The policy draft calls for electrification of all unelectrified villages by 2018 and universal electrification with 24×7 electricity supply by 2022.
The NEP states, “Close to 304 million Indians are yet without access to electricity, and about 500 million people are dependent on solid bio-mass for cooking. The country still has a long way to go to secure its energy security objective.”
The NITI Aayog found that “the major energy-consuming sectors – industry, household, transport, and agriculture – will undergo dramatic changes in the coming decades. On the energy front, they should be able to internalize volatility in energy prices, which is often the case when markets get integrated globally.”
Urbanization is expected to go up to 47 percent and the population of India is predicted to go up to 1.6 billion by 2040. All these developments will result in energy demand increasing 2.7 to 3.2 times by 2040 says the report.
The policy also focuses on energy efficiency. It is proposed to improve energy efficiency of all electrical appliances and apply Energy Conservation Building Code (ECBC) to all buildings with high energy use, including retrofits. The report predicts per-capita annual electricity consumption to increase from 1,075 KWh in 2015-16 to 2,911-2,924 kWh by 2040.
In the NEP 2017, it is estimated that by 2040 India will achieve installed renewable energy capacity of 597-710 GW. The NEP proposes gradual withdrawal of the provisions of ‘must-run’ status and other supports such as non-levy of inter-state transmission charges which are currently vital for the growth of solar power. It envisions consumers will become agnostic to the source of power, renewable energy will soon blend with conventional power, and the markets will determine the power dispatch rather than policy levers.
In the NEP, it is proposed that capital subsidy needs to be phased out and feed-in tariffs ought to drive the growth of renewable energy. Incentives like deferral of tax (accelerated depreciation subject to provisions in the proposed GST) appear to be appropriate tools over other measures (incentives).
The NEP states, “So far, renewable energy sources have seen concentrated development in resource-rich regions which has led to evacuation problems.” While falling costs will reduce the unattractiveness of this source of energy, however, grid instability concerns will continue to pose a challenge for concentrated development of renewable energy.

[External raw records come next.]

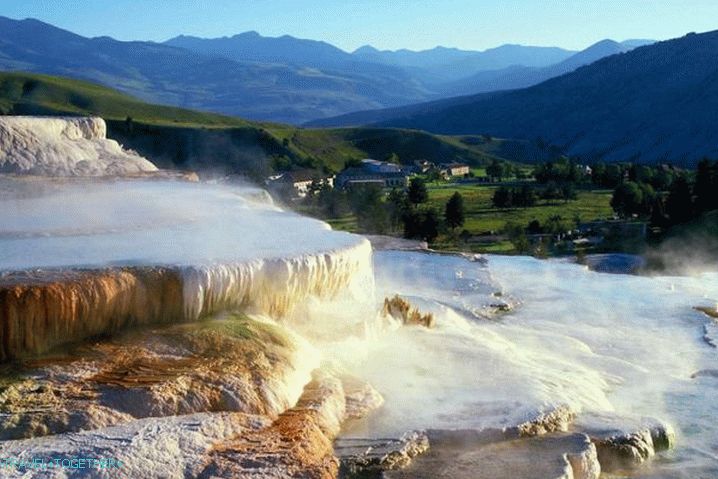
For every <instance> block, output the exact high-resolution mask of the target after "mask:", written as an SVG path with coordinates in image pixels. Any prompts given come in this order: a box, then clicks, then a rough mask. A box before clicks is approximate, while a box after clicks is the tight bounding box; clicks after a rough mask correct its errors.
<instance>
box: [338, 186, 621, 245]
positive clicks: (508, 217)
mask: <svg viewBox="0 0 718 479" xmlns="http://www.w3.org/2000/svg"><path fill="white" fill-rule="evenodd" d="M496 188H497V187H496V186H487V185H481V184H456V183H432V184H429V185H428V191H429V205H431V206H433V207H434V208H436V209H437V211H439V213H440V214H441V215H443V213H444V207H445V205H446V202H447V201H448V199H449V198H450V197H451V195H453V194H454V192H457V191H458V192H459V193H461V195H462V196H463V198H464V208H465V213H466V221H465V223H464V226H463V227H462V228H459V229H457V231H459V230H461V229H466V230H468V231H469V232H470V233H471V234H472V235H489V234H492V233H493V234H496V235H499V236H500V234H501V232H502V230H503V229H504V227H505V226H506V224H507V223H510V222H513V223H517V224H519V225H521V226H527V225H528V224H529V222H531V221H533V220H538V221H539V222H541V223H545V222H546V220H547V219H548V218H550V217H552V216H561V217H562V218H563V219H565V220H569V221H573V220H575V219H579V220H580V221H582V222H583V221H592V220H600V219H607V218H611V217H612V216H613V209H612V208H611V205H610V202H611V194H612V193H611V191H608V190H593V191H579V192H578V194H577V199H576V200H572V201H568V202H563V201H556V200H554V201H546V200H540V201H539V202H538V204H537V205H536V206H533V207H530V208H494V206H493V205H492V203H491V198H492V196H493V194H494V191H495V190H496ZM329 223H330V224H331V225H332V227H333V228H335V229H339V230H343V231H350V232H358V227H357V223H356V218H354V216H353V215H347V216H344V217H342V218H338V219H333V220H329ZM432 247H434V248H436V249H441V250H459V249H464V250H470V251H473V252H481V253H502V254H510V253H512V252H513V251H514V247H513V245H512V244H511V242H510V241H508V240H506V239H504V238H498V239H495V240H491V241H489V242H485V243H484V242H476V243H471V244H467V245H462V244H459V242H458V241H457V240H456V239H455V238H454V237H451V235H448V234H441V235H440V236H439V238H437V240H436V241H435V243H434V244H433V245H432Z"/></svg>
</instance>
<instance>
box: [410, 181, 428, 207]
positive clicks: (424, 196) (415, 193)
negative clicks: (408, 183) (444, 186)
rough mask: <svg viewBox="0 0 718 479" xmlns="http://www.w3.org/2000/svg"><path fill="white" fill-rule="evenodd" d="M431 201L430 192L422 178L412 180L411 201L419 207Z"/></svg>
mask: <svg viewBox="0 0 718 479" xmlns="http://www.w3.org/2000/svg"><path fill="white" fill-rule="evenodd" d="M428 200H429V192H428V191H427V190H426V183H425V182H424V180H423V179H421V178H412V179H411V182H410V183H409V201H410V202H411V203H412V204H415V205H418V204H420V203H426V202H427V201H428Z"/></svg>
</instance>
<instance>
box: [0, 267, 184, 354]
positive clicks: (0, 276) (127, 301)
mask: <svg viewBox="0 0 718 479" xmlns="http://www.w3.org/2000/svg"><path fill="white" fill-rule="evenodd" d="M183 295H184V292H183V281H182V277H181V275H180V273H179V272H178V271H176V270H172V269H169V268H121V269H102V270H84V271H83V270H75V271H73V270H62V271H29V272H25V271H21V272H14V273H13V272H11V273H5V274H2V275H0V361H4V360H7V359H12V358H17V357H22V356H27V355H35V354H39V353H43V352H46V351H48V350H49V349H50V348H52V347H53V346H56V345H58V344H62V343H66V342H69V341H77V340H81V339H83V338H87V337H91V336H96V335H98V334H108V333H114V332H117V331H119V330H120V329H121V328H123V327H127V326H130V325H131V326H140V325H148V324H160V323H169V322H177V321H181V320H183V318H184V316H183V307H182V306H183Z"/></svg>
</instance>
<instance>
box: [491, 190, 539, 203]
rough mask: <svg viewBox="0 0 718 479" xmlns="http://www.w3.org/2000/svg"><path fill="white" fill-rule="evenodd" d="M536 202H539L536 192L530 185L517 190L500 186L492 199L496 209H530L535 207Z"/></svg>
mask: <svg viewBox="0 0 718 479" xmlns="http://www.w3.org/2000/svg"><path fill="white" fill-rule="evenodd" d="M536 201H538V195H537V194H536V190H535V189H534V188H532V187H531V186H529V185H523V186H519V187H516V188H509V187H506V186H500V187H499V188H497V189H496V191H494V196H493V197H492V198H491V202H492V203H493V205H494V206H495V207H496V208H513V207H529V206H534V205H535V204H536Z"/></svg>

Efforts will be made to promote generation by ensuring compliance of RPOs. This also holds the clue to the financing needs of this sector as RPOs can easily ensure growth of renewable energy by blending it with conventional power.
The draft policy is more of a document full of possibilities and predictions, developed to take into count energy technologies, the growing energy markets, and the priorities of the Indian government.